Tuesday, August 20, 2013

THE WONDROUS EZEKIEL AIRSHIP

            Every story of the old west in this series is true. While many western stories have the ring of campfire tall tales you will find none here. Every story is based on fact whether about a mighty warrior humbled by flickering lights or a sea serpent said to live in a desert lake. Or, this one about the world’s first airplane flight. The Wright Brothers did it in 1903, right? Or maybe not. Just maybe a proud Texan beat them to it.


          
THE WONDROUS EZEKIEL AIRSHIP
                                                     
by
                                              
Michael A. McKeever

            No one in Texas had ever seen anything like it. As a matter of fact no one anywhere had ever seen anything like it. The men peered at the scale model on the table in front of them. It looked sort of like a wheat threshing machine with its big wheels and gears. But not quite. What on earth was it?

            It was, explained Burrell Cannon, a flying machine. He called it the “Ezekiel  Airship” after the Bible’s Book of Ezekiel where it is written “When the creatures rose from the ground.”

            A machine that would actually fly wherever the person steering it wanted to go? True it was the year 1901 and the start of a new century and already there were all sorts of new-fangled inventions. Like horseless carriages called “automobiles” and “electric lights” that glowed brighter than any oil lamp. But a flying machine? No one had ever heard of such a thing.

            Nonetheless, said Cannon, there would be such a thing because he was going to build it. That is, if he could raise the money needed for materials and to pay workmen.

            The businessmen of Pittsburg, Texas looked at the model and talked it over. Cannon was a man of his word, an ordained Baptist minister no less. He also operated a sawmill so he knew a lot about machinery. It just might work! The Ezekiel Airship Manufacturing Company was born.

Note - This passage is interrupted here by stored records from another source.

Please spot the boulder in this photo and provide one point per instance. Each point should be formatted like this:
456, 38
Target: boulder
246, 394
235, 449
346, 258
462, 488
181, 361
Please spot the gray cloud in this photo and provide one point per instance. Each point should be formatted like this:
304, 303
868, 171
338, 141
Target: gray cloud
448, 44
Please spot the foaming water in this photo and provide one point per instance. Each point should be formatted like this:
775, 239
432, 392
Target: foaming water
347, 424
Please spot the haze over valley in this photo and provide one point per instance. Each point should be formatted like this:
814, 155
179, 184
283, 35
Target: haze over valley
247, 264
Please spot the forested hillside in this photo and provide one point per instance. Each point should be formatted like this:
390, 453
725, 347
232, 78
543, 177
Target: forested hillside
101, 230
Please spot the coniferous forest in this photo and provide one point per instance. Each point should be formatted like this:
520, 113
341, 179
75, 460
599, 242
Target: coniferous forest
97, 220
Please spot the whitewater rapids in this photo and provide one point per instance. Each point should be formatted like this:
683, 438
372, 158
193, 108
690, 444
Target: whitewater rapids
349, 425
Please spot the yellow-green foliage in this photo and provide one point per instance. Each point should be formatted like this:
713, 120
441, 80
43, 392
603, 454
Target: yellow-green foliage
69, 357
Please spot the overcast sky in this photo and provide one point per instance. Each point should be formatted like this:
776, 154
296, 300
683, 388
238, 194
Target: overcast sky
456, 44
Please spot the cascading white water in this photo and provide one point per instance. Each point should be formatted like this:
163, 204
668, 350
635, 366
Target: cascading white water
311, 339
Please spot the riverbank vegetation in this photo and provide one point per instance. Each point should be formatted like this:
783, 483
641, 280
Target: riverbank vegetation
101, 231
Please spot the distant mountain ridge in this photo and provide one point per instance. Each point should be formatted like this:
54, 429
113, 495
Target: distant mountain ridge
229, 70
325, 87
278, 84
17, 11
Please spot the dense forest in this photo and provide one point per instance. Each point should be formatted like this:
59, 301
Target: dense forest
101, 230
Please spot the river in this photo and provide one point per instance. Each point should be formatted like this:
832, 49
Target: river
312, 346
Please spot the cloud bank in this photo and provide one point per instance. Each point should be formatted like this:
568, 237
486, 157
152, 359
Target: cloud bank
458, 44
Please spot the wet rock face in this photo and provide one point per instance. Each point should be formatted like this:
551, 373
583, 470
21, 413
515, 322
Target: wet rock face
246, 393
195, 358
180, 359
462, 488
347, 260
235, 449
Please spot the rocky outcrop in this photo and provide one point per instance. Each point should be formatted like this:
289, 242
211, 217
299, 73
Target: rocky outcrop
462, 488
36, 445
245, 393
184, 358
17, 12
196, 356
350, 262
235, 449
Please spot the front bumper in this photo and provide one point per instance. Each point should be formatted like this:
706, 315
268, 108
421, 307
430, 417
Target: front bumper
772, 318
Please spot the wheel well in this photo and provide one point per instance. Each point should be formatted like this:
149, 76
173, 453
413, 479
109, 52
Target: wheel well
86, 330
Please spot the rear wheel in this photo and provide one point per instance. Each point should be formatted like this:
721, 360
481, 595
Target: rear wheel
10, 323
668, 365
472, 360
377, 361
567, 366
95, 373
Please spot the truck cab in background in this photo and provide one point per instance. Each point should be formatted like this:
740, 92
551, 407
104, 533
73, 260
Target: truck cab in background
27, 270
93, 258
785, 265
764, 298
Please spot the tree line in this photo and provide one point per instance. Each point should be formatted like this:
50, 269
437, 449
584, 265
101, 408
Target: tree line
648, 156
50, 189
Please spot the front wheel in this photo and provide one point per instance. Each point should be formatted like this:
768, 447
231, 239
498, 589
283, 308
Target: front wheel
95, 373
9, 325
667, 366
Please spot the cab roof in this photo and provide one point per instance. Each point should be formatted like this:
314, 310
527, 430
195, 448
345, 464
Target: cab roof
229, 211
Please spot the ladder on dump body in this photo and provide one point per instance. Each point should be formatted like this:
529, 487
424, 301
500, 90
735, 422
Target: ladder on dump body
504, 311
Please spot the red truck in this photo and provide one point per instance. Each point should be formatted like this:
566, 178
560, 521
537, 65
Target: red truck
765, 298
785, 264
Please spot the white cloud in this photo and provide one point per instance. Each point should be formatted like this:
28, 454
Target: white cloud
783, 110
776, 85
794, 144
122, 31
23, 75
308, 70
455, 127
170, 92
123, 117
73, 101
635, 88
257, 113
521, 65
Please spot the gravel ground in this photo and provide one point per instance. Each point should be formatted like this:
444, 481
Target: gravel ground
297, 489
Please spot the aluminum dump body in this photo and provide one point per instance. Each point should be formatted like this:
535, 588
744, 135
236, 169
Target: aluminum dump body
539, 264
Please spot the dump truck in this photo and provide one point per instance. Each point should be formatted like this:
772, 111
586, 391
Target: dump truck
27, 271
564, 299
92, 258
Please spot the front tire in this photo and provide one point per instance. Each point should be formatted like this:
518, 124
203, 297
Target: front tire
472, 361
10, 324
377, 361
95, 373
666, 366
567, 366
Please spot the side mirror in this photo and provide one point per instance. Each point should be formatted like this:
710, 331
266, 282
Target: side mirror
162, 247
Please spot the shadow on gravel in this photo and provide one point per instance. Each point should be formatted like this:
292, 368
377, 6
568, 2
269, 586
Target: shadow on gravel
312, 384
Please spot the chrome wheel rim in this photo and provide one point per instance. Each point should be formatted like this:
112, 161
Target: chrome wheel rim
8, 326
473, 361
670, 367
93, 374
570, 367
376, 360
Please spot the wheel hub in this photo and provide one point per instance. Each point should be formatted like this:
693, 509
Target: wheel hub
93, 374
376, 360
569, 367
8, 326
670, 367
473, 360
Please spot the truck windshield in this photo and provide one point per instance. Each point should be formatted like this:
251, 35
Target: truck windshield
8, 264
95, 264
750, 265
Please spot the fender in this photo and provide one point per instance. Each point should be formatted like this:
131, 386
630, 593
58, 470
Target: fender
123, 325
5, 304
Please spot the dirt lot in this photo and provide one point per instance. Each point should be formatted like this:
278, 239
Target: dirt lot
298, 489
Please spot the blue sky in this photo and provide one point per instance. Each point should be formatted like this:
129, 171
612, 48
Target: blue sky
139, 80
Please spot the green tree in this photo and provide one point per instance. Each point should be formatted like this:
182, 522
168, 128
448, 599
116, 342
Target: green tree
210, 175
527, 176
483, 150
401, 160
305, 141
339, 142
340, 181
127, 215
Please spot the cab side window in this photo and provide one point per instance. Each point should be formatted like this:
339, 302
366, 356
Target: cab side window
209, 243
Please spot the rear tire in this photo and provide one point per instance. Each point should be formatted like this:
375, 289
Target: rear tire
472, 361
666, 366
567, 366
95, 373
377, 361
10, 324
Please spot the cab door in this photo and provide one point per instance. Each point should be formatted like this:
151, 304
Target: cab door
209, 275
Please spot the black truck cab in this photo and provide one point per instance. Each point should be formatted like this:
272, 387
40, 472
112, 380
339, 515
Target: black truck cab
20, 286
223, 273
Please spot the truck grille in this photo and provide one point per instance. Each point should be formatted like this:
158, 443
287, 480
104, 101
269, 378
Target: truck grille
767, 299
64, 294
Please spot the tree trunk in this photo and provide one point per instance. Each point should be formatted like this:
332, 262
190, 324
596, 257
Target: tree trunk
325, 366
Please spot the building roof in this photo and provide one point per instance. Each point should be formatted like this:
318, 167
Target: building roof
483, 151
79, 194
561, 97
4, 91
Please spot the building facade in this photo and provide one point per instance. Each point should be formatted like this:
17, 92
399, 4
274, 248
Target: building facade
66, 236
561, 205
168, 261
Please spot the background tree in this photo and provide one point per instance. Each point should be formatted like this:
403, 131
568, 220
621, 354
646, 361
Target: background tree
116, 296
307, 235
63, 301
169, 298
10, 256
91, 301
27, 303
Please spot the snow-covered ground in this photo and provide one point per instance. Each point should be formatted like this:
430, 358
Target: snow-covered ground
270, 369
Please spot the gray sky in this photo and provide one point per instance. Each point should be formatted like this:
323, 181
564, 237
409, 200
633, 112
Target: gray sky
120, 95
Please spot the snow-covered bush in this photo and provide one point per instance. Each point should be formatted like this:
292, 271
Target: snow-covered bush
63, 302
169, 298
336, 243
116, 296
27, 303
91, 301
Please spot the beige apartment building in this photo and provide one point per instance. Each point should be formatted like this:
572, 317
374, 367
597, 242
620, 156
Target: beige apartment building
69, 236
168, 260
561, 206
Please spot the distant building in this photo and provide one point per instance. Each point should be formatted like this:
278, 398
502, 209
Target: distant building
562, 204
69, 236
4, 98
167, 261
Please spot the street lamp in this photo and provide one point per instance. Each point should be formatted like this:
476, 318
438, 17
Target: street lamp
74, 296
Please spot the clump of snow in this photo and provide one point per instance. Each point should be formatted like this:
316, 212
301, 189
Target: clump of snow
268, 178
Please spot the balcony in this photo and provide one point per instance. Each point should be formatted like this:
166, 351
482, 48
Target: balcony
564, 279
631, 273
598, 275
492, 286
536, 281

            Construction soon began on the airship and by late 1902 it was ready for a test flight. Unfortunately here the records run out and we have only local stories as to what happened next. Accounts differ but several people claim to have seen the airship actually fly. How far or fast is disputed but witnesses insisted that yes, it indeed flew. If so, it was the world’s first heavier-than-air flying machine.

            In any case more money was needed for work to continue. The machine was loaded onto a railroad flatcar to be shipped to St. Louis, Missouri. A grand international exposition was to be held there with visitors from all over the world. Surely some would be interested in investing in the Ezekiel Airship Manufacturing Company.

            But the flying machine never got there. As the train crossed eastern Texas a violent wind whipped across the plains and blew the airship right off the car. It was found broken and scattered, never to fly again.

            A few months later in 1903 Wilber and Orville Wright’s airplane wobbled into the air over the sands of Kitty Hawk, North Carolina. History tells us that their aircraft was the world’s first heavier-than-air flying machine.

            Maybe. Maybe not. Some folks still insist the real first flight happened in Texas nearly a year before the Wright Brother’s flight. The Texas Legislature has officially proclaimed the Ezekiel “the state’s first successful self-powered aircraft.” A Texas Historical Commission monument even marks the site of the Ezekiel Airship’s first flight.

            But we’ll never know for sure. The proof was lost long ago, blown like a tumble weed across the arid plains in the hot Texas wind.